L’affanno della Natura
Da ultimo, arriviamo alla Natura. Anche se tutti
desiderassero i prodotti delle imprese del mondo avanzato, li comprassero senza
provare anche a costruirli (ma dove prenderebbero i soldi per pagarli?), ci si
scontrerebbe con la Natura. Essa non sopporta più un aumento ulteriore di
questo tipo di prodotti, dei sistemi attuali di produzione. Essi, infatti, la
considerano non un sistema complesso in evoluzione, ma una fonte (inerte) di
energia e materie prime ed un deposito (altrettanto inerte) di rifiuti pressoché infiniti.
Affanno, noia e tragedia
La conclusione è semplice: questo tipo di
manifattura (per il tipo di prodotti e di processi produttivi) non può
ulteriormente svilupparsi nel modo che servirebbe per aumentare, ad esempio, la
quantità e la qualità dell’occupazione.
Possiamo anche guardare la situazione in positivo:
l’emergere del desiderio di una nuova qualità della vita, sia lavorativa che
non, di un nuovo rapporto con la Natura, la disponibilità di nuove tecnologie e
di nuovi sistemi di produzione di oggetti (si pensi solo alle stampanti 3D) di
energia sono fonte di ispirazione per nuovi prodotti e nuove modalità di
produzione.
Possiamo anche essere positivissmi: un intero nuovo
mondo bussa alle porte.
Ma questo guardare in positivo fa vedere ancora più
in negativo le prospettive per l’attuale sistema manifatturiero.
Anche tutto
il resto è affanno, noia e tragedia
La crisi dell’impresa manifatturiera, questa crisi
di significato, di funzionalità e di incompatibilità crescente con l’Uomo e la
Natura, genera, poi, la crisi di tutto il sistema dei servizi e della finanza.
Si pensi solo ai trasporti: anch'essi inevitabilmente rallenteranno il loro
ritmo di crescita sia a causa della riduzione degli scambi dei prodotti
attuali, sia a causa della nuova localizzazione di produzioni di beni e di
energia.
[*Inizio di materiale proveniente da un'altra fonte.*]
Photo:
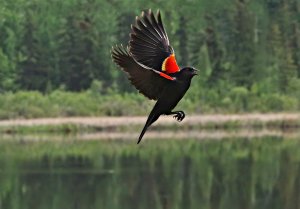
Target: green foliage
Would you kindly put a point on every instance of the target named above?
(247, 53)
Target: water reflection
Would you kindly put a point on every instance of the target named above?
(228, 174)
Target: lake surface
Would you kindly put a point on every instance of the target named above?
(238, 173)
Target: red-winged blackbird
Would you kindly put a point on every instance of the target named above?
(151, 66)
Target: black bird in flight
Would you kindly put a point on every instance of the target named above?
(150, 64)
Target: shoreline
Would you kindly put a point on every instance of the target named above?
(163, 120)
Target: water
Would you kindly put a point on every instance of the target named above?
(238, 173)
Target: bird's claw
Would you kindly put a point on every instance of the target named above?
(179, 116)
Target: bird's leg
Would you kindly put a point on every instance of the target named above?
(178, 115)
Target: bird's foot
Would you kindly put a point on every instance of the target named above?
(179, 116)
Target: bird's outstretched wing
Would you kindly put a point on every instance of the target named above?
(149, 43)
(148, 81)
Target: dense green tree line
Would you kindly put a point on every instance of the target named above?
(245, 49)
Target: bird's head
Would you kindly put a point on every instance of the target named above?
(189, 72)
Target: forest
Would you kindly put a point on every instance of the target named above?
(55, 55)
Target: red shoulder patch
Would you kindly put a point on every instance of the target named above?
(170, 65)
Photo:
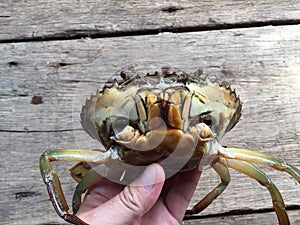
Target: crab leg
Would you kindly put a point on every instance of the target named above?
(252, 171)
(53, 183)
(223, 172)
(260, 158)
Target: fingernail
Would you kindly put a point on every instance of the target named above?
(148, 178)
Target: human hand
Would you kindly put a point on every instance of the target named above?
(148, 200)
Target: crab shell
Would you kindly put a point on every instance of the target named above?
(145, 118)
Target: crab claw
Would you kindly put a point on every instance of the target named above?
(202, 132)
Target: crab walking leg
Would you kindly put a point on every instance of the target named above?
(224, 174)
(260, 158)
(53, 183)
(252, 171)
(91, 178)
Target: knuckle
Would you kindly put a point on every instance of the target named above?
(130, 199)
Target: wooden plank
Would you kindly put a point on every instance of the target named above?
(65, 19)
(262, 64)
(250, 219)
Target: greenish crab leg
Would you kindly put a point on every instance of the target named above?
(260, 158)
(224, 174)
(53, 183)
(91, 178)
(252, 171)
Si pensi a tutte le istituzioni finanziarie che hanno “bloccato”
(oramai è un blocco e non un investimento) le risorse finanziarie che sono
state loro affidate in questo tipo di imprese.
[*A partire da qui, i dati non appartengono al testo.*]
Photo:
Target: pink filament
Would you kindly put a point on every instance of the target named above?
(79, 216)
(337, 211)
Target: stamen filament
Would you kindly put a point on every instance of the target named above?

Da noi, in Italia (perché questo rapporto
dell’Italia parla) la situazione è negativamente profetica: si avvertirà prima
e più intensamente che in ogni altra parte del mondo la dimensione
profondamente antropologica di questa crisi.
Una grande parte della nostra manifattura è fatta,
come tutti sanno da piccole e medie imprese (PMI). Ma questa descrizione va
completata: queste PMI sono per la maggior parte ancillari a qualche media o
grande impresa. Non hanno una autonomia di mercato. Le imprese, poche, che
sono riuscite ad avere e che mantengono sbocchi in mercati ancora positivi (circa
4000 valuta Aldo Bonomi) non riescono a trainare il sistema delle PMI e la
nostra economia. Tanto meno ci riescono i pochi grandi Gruppi che (sempre Aldo
Bonomi) definisce il “capitalismo delle reti”.
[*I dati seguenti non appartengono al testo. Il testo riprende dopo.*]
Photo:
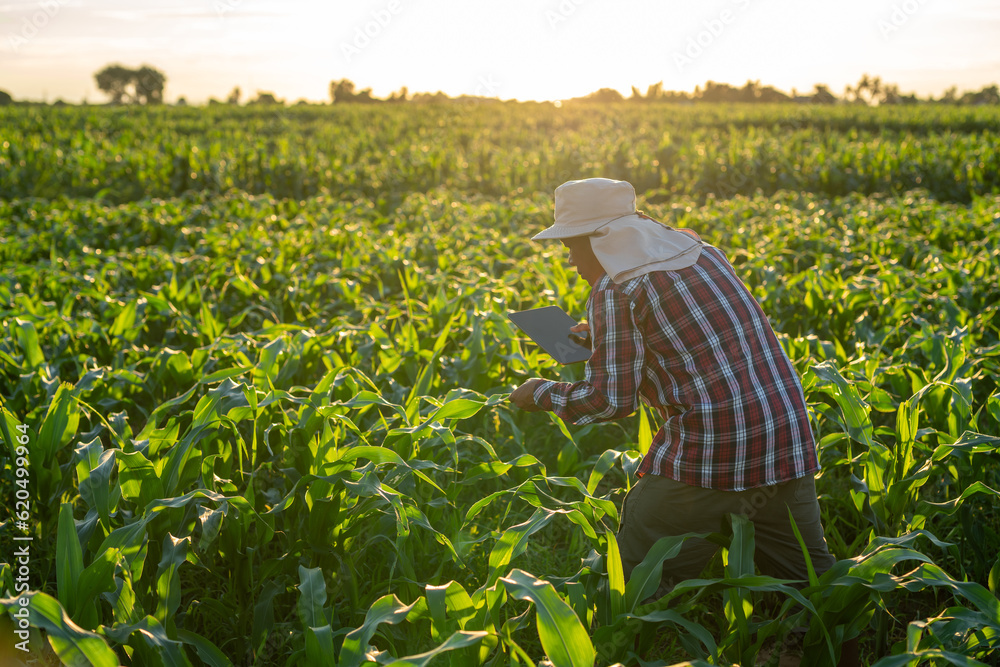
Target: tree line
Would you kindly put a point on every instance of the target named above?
(145, 85)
A questo punto mi viene voglia di dare ragione alle
banche più attente: non è certo utile chiedere alle banche di supportare
imprese che non riescono, e sempre meno riusciranno, a stare sul mercato.
Riassumendo, il nostro sistema economico (produttivo e
finanziario nel suo complesso) sta vivendo una crisi di quantità e di valore
che è frutto della sua perdita di significato esistenziale e funzionale e di una
crescente incompatibilità ambientale.